XIXe siècle. Un scientifique autrichien, Rudolf Steiner, pose les premiers jalons de la biodynamie. Son idée est simple : une plante ne vit jamais seule. Elle fait partie d’un ensemble. Un sol dont elle se nourrit. La lumière, qu’elle absorbe pour grandir. Simple, mais pourtant révolutionnaire à l’époque. 

En 1991, Michel Chapoutier fait un choix décisif. Appliquer les méthodes  biodynamiques à la vigne. Au risque d’être incompris. Mais avec une certitude. Celle de révéler le terroir dans sa vérité.

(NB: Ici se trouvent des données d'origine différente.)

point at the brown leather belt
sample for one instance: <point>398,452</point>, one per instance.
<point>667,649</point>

Pour que la richesse des goûts s’exprime pleinement.

Tulipe dans les vignes, notre cheval de trait en train de décavaillonner les vignes de l'Ermitage.
Un homme en train de traiter à la bouse de corne l'un de nos ceps de vignes cultivées en biodynamie.

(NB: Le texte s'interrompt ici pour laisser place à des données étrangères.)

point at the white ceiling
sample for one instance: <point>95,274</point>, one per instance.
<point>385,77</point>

Bio signifie “vie”. Dynamie signifie “action”.

Toute une lutte résumée en deux mots.
Lutte d’un homme qui veut affirmer ses convictions, sans tenir compte des effets de mode : “J’ai toujours douté des enseignements formatés, classiques.” Lutte des éléments naturels qui interagissent entre eux. Pesticides, herbicides chimiques sont bannis. On fait appel à des éléments naturels (minéraux, végétaux, animaux) pour préserver les équilibres naturels. Les sols sont nourris à base de matière organique. Ils préservent ainsi la bactérie, véritable “mère” de la vigne, qui va transformer le minéral en végétal. Cette bactérie, si précieuse, transmet à la vigne et au vin la typicité de son terroir.

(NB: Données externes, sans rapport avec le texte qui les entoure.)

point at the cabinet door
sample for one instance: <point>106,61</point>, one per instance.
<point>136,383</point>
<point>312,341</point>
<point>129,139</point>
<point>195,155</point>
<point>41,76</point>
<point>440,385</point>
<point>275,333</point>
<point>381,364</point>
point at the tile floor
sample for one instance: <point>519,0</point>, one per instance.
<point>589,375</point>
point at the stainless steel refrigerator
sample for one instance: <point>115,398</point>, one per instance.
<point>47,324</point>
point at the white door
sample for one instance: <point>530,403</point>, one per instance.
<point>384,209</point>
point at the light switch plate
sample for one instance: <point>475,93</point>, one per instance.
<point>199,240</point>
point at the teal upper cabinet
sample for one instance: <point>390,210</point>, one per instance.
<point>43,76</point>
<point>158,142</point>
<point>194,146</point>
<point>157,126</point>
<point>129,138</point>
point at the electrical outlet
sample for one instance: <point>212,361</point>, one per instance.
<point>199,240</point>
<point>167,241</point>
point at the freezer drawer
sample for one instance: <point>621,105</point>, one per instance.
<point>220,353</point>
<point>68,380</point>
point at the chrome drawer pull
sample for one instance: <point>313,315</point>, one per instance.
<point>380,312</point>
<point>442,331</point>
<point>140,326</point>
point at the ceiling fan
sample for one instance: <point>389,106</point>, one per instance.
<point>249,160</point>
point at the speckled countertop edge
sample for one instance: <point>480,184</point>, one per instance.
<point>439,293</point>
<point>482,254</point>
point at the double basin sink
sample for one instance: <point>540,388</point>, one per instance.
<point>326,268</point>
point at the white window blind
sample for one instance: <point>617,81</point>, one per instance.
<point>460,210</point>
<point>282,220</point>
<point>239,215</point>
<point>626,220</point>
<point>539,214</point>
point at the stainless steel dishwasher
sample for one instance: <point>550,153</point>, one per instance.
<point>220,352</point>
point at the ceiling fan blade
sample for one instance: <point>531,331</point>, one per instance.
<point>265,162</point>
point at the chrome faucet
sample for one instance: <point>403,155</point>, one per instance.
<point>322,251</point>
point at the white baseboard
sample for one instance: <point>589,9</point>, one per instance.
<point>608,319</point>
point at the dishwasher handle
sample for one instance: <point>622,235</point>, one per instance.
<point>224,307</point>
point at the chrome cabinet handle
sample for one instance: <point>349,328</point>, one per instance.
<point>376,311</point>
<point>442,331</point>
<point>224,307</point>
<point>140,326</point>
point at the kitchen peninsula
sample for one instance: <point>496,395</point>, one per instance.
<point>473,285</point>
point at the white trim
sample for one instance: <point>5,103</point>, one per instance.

Il n’est pas rare de voir Michel Chapoutier regarder le ciel.
La biodynamie, c’est aussi cela. Comprendre les cycles de la terre, du soleil, de la lune. Ceux du sommeil et du réveil. De cette observation s’opèrent des choix. Le moment de la taille. Le moment de la vendange. Les rendements sont respectés et chaque terroir offre alors ce qu’il a de plus pur. Sa vérité.